Ce que l’IT d’entreprise doit faire
Pour les entreprises qui achètent du cloud, l’histoire des 600 Md$ de capex se traduit par quelques mouvements concrets :
- Verrouiller des engagements pluriannuels sur les charges critiques. La capacité réservée bat l’on-demand dans un marché contraint.
- Diversifier entre fournisseurs. Les stratégies mono-cloud sont plus fragiles quand la capacité est tendue ; le multi-cloud pour l’IA couvre les pénuries régionales.
- Prévoir des coûts cloud en hausse, pas en baisse. L’ère 2015-2022 de déflation cloud continue est révolue pour les services adjacents à l’IA.
- Comprendre la capacité régionale. La disponibilité GPU varie fortement par région ; « cloud = cloud » ne tient plus pour les charges IA.
- Examiner l’histoire carbone. Si l’infrastructure IA pèse lourd dans votre empreinte carbone, intégrez les engagements d’énergie propre des hyperscalers aux critères d’achat.
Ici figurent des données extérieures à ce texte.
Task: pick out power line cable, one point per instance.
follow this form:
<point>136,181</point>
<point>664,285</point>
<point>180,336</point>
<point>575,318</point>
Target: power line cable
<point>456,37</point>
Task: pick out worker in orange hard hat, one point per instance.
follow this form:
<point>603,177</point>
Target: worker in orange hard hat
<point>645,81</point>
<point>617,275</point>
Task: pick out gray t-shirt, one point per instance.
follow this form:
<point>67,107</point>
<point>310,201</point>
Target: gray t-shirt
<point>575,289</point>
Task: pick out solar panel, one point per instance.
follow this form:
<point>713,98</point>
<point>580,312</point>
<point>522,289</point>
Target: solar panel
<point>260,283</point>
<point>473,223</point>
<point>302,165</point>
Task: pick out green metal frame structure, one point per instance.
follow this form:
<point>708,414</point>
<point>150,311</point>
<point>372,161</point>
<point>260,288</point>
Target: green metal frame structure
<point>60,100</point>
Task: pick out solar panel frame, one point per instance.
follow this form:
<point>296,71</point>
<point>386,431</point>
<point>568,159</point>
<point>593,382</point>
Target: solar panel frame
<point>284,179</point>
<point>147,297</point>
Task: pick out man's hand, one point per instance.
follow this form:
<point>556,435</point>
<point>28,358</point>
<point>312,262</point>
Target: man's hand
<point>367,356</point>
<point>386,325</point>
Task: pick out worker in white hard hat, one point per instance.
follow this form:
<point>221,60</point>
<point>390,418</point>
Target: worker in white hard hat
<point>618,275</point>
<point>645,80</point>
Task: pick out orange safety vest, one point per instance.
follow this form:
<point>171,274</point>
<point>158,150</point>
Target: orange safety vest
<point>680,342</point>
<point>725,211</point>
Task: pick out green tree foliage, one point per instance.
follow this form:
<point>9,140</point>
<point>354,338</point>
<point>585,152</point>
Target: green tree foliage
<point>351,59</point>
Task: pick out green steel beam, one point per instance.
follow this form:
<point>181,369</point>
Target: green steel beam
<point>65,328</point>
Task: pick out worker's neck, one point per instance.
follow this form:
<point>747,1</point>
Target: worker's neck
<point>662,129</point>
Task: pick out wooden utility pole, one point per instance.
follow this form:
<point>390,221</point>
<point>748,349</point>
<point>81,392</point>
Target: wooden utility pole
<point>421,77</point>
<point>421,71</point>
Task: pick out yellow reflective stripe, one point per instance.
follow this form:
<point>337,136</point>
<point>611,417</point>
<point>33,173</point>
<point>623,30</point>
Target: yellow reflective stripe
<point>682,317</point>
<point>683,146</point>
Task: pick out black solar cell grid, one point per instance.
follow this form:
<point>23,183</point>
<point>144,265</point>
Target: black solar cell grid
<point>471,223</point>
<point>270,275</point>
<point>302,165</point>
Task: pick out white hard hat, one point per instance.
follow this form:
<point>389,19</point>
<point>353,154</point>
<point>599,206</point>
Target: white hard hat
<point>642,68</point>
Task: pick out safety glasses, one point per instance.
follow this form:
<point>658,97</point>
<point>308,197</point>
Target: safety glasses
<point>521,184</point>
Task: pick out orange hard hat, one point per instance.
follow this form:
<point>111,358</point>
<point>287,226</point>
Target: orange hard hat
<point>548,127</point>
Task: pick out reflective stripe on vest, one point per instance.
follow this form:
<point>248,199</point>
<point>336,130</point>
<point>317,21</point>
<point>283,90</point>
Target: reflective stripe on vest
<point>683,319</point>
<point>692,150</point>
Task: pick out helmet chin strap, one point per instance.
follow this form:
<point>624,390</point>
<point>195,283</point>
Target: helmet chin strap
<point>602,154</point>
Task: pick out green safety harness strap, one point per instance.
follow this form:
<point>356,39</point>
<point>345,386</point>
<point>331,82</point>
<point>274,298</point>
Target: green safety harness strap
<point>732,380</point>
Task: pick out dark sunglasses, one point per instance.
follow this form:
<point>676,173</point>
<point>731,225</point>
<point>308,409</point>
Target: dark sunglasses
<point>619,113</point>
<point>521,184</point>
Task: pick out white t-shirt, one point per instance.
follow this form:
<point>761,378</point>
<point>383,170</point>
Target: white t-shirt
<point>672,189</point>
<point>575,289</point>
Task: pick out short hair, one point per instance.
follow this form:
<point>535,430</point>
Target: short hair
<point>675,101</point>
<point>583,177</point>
Le chiffre de 600 Md$ sera presque certainement révisé à la hausse au cours de 2026 à mesure que les hyperscalers répondent à une demande plus forte que prévu. Pour les entreprises, l’ère où l’on considérait la capacité cloud comme infinie et bon marché est close.
Questions Fréquemment Posées
Combien les hyperscalers dépenseront-ils en infrastructure en 2026 ?
Les dépenses d’investissement agrégées des hyperscalers devraient dépasser 600 milliards de dollars en 2026, soit environ 36 % de plus qu’en 2025, selon les analyses sectorielles compilées par le blog technique de Comsoc. Le chiffre couvre les plus grands opérateurs cloud mondiaux — principalement AWS, Microsoft Azure, Google Cloud et Meta — avec l’infrastructure IA qui représente l’essentiel de l’incrément.
Pourquoi les hyperscalers construisent-ils autant de capacité ?
Le chantier est tiré par des contrats IA signés avec des entreprises et des États, la demande d’entraînement des modèles de frontière et la croissance rapide des charges d’inférence. Network World rapporte que les carnets de commandes hyperscaler (revenu cloud engagé mais non livré) sont à des niveaux records, ce qui signifie que les capex sont en grande partie adossés à des engagements clients existants plutôt qu’à de la spéculation.
La poussée capex IA affecte-t-elle les clients cloud non-IA ?
Oui, indirectement. Alors que les charges IA absorbent la majorité de la nouvelle capacité, la déflation tarifaire des services cloud généralistes ralentit voire s’inverse. Les pénuries de mémoire et de GPU se diffusent aussi dans les prix des serveurs, PC et produits grand public. Les acheteurs entreprise devraient budgétiser des coûts cloud stables ou légèrement en hausse jusqu’en 2027, au lieu de la baisse annuelle de 10-20 % observée entre 2015 et 2022.